Hagan B, Groff L, Patlewicz G, Shah. 2025. Toward metabolic similarity in read-across: A case study using graph convolutional networks to predict genotoxicity outcomes. Chem Res Toxicol 38(6):1122-1133; doi: 10.1021/acs.chemrestox.5c00120.
Abstract
Metabolic similarity is a key consideration in evaluating candidate source analogues for read-across (RAx), but approaches to systematically characterize metabolism for read-across prediction are still evolving. Metabolic similarity is multifaceted, considering the similarity of the metabolic tree, the metabolites simulated, and the transformation pathways. The structure of metabolic trees lends itself naturally to graph representations, for which several methods, including graph convolutional networks (GCNs), can be applied to quantify the pairwise similarity between the target and source analogue(s) within an analogue or category approach. In this study, we compared metabolic graph representations of metabolites with structural similarities in predicting genotoxicity outcomes using a data set comprising 5403 chemicals. Xenobiotic metabolism pathways were predicted using the rat liver models within the commercial expert system, TIssue MEtabolism Simulator (TIMES), and the phase I and II xenobiotic metabolism modules within the freely available system BioTransformer. Metabolic pathways were converted to graphs and used to train GCNs, generating embeddings for each chemical. The classification performance of generalized read-across (GenRA), random forest (RF), logistic regression (LR), and multilayer perceptron (MLP) was compared using GCN-derived embeddings versus both Morgan and MACCS chemical fingerprints to identify genotoxic chemicals.

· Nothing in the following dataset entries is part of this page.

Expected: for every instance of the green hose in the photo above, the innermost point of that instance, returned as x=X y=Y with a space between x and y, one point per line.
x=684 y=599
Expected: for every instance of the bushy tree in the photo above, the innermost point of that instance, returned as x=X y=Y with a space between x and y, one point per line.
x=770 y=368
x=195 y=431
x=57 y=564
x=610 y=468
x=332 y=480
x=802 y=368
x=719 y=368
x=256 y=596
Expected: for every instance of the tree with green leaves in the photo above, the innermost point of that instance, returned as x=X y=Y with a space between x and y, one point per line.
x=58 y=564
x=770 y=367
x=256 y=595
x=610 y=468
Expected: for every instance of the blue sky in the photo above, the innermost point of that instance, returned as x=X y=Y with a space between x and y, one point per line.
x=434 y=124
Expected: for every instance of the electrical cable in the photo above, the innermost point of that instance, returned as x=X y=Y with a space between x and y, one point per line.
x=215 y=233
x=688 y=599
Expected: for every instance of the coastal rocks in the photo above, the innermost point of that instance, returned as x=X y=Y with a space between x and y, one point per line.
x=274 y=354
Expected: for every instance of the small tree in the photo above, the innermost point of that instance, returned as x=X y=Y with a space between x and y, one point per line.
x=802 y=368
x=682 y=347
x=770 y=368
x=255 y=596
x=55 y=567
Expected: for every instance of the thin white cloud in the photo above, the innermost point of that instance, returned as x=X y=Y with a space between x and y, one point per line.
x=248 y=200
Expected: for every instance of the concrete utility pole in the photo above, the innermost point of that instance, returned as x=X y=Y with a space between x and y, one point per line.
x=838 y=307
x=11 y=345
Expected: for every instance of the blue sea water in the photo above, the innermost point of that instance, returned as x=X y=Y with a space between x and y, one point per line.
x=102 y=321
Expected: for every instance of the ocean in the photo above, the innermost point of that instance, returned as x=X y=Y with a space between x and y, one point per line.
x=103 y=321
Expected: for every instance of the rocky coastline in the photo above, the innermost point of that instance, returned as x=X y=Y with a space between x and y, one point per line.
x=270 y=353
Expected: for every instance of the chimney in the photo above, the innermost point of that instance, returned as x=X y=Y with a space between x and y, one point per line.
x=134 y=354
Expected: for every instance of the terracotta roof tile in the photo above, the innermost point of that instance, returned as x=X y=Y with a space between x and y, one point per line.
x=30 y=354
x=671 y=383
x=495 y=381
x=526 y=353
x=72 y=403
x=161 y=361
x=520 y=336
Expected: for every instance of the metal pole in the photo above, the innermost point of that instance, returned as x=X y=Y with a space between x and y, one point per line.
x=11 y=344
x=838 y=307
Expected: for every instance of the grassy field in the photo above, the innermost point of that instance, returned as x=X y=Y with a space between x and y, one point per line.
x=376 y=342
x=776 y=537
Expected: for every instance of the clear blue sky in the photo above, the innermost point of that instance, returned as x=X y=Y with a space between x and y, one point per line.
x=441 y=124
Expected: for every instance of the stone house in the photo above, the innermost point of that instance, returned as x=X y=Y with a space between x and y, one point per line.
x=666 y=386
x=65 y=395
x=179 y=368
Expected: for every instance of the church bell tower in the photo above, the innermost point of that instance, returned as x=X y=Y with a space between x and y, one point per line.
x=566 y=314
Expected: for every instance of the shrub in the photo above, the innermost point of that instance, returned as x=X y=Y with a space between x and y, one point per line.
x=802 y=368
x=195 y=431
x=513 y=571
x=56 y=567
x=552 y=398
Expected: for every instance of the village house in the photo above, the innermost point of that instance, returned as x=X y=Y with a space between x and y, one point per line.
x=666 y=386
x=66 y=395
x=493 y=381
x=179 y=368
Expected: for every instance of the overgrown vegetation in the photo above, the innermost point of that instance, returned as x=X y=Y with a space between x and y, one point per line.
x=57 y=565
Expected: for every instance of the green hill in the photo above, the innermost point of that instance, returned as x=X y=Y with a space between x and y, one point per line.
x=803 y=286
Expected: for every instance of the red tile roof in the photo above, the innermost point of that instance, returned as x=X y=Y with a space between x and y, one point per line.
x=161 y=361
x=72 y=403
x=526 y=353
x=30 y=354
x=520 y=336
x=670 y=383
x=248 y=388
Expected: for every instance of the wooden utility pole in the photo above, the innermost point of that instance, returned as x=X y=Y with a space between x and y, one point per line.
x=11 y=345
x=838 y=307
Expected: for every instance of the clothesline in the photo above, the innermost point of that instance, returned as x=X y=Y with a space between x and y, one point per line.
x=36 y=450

GCN embeddings with LR, based on in vivo TIMES metabolism predictions using MACCS fingerprints as node features, achieved the highest area under the curve of the receiver operating characteristic of 0.807, outperforming GenRA and LR with MACCS fingerprints by 14.47% and 5.49%, respectively. Our findings suggest that GCN embeddings of predicted metabolism pathways perform substantially better than structural features of the parent chemicals in predicting genotoxicity outcomes. Such GCN embeddings offer new avenues of systematically encoding end point metabolic information to facilitate analogue identification for read-across.